AL: The Scoop, June 23
J. D. Biersdorfer writes: “What’s the best way to get animated GIFs into text messages? Using a dedicated keyboard that taps into a ready library of GIF files is often a speedy way to send a visual response in a text message, a Twitter post, or a conversation in the Slack communications service. Animated GIFs—those looping bits of video often taken from movies, TV shows, or viral clips circulating around the web—can also be found in online libraries with links for easy sharing in messages or to social media sites.”
New York Times: Personal Tech, June 19
In a major announcement on June 22, HarperCollins has agreed to make a selection of its ebook backlist titles available to public library users on a multi-user lending model, via Midwest Tape’s hoopla digital platform. Starting in July, the publisher will make about 15,000 ebook titles available, including works from bestselling authors. Library Ideas will also offer HarperCollins titles via its multi-user platform Freading, and vendor OverDrive will also offer the titles via its “Cost-Per-Circulation” model.
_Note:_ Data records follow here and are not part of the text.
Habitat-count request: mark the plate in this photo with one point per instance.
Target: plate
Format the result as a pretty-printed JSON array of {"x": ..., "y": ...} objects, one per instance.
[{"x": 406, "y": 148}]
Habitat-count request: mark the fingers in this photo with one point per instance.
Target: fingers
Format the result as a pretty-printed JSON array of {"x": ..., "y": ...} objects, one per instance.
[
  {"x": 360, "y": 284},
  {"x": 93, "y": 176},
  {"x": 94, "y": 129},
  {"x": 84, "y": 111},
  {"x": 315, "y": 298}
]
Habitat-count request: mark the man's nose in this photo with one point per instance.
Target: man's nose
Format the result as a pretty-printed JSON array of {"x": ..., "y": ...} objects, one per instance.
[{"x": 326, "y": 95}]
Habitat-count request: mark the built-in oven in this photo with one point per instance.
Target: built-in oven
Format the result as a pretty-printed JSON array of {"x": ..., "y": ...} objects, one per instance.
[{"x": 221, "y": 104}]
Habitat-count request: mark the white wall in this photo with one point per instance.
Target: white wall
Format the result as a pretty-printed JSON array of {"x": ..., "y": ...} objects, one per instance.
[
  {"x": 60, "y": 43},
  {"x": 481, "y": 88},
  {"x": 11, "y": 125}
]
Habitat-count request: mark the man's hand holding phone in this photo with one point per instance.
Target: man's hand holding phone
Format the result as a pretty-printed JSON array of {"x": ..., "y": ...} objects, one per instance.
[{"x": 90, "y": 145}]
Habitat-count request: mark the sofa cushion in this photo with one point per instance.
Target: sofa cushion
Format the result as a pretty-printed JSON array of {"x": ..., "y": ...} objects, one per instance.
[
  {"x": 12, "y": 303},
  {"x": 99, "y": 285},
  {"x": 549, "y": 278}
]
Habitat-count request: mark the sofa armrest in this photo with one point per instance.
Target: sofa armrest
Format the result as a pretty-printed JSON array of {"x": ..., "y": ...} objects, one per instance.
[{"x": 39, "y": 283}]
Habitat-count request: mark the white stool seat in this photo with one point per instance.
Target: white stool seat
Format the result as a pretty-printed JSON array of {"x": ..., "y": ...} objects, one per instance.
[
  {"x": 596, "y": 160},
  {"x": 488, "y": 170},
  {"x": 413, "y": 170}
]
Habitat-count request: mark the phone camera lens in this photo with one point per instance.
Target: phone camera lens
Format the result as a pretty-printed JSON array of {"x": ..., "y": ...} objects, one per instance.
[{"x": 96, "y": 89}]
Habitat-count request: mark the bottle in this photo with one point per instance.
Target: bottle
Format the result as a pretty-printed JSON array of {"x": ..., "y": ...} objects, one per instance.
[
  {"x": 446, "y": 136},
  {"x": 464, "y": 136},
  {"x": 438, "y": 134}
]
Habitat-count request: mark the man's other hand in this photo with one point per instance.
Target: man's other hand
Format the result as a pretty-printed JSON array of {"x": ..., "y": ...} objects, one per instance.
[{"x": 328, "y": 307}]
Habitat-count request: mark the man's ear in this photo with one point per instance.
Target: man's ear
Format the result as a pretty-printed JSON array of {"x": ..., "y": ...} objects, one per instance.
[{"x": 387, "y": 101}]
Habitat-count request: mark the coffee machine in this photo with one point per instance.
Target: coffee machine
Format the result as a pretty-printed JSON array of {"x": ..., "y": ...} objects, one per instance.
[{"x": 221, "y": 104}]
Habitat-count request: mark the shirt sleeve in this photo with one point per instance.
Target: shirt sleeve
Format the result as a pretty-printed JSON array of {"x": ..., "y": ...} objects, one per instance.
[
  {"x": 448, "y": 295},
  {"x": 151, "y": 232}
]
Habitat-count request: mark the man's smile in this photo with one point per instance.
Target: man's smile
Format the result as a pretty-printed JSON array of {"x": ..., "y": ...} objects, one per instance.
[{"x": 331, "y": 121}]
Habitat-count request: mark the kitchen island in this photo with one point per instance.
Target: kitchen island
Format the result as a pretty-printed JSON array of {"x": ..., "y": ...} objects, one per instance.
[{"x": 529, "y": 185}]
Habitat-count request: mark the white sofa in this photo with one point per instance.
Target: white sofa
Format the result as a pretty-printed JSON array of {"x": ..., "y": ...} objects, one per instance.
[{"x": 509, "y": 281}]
Publishers Weekly, June 22
Science publisher Elsevier won a default legal judgement on June 21 against websites that provide illicit access to tens of millions of research papers and books. A New York district court awarded the company $15 million in damages for copyright infringement by Sci-Hub, the Library of Genesis (LibGen) project, and related sites. Judge Robert Sweet had ruled in October 2015 that the sites violate US copyright. The court issued a preliminary injunction against the sites’ operators, who nevertheless continued to provide unauthorized free access to paywalled content.
Nature News, June 22
Emily Temple writes: “I have a hard time getting rid of books, and if you’re reading this space, you probably do too. In general, I’m interested in other people’s book collections. How many books, which ones, how are they kept, where are they kept? So, one rainy afternoon, I started poking around the book collections of famous people, to see which ones happened to be (technical or actual) book hoarders. Some of the results surprised me—though I admit I already knew about Karl Lagerfeld.”
Literary Hub, June 22
On June 22, ALA announced a new competitive grant program, sponsored by Google, that will fund a cohort of school and public libraries to develop resources to help get US libraries “Ready to Code.” The $500,000 pilot program is part of Phase III of Libraries Ready to Code, an ongoing collaboration between ALA and Google to ensure that expert library professionals are prepared to develop and deliver programming that promotes computer science and computational thinking among youth.
AL: The Scoop, June 23
Chicago’s big plan to co-locate mixed-income housing with new, architecturally significant Chicago public libraries reached an important milestone this week. The board of the Chicago Housing Authority voted to authorize a pair of loans of up to $11 million each for two such projects: Chicago Public Library’s Independence branch at 4022-4036 N. Elston Avenue and the Northtown branch at 6800-6824 N. Western Avenue.
Curbed Chicago, June 21
Lost L.A., the University of Southern California Libraries’ collaboration with public media company KCETLink, has earned two Emmy Award nominations. A three-episode pilot season of the TV series first aired in January 2016. It grew out of an existing partnership between the two organizations to share the history of the Los Angeles region through the member collections of L.A. as Subject, a research consortium hosted by the USC Libraries. It is possibly the first Emmy nomination for an academic library.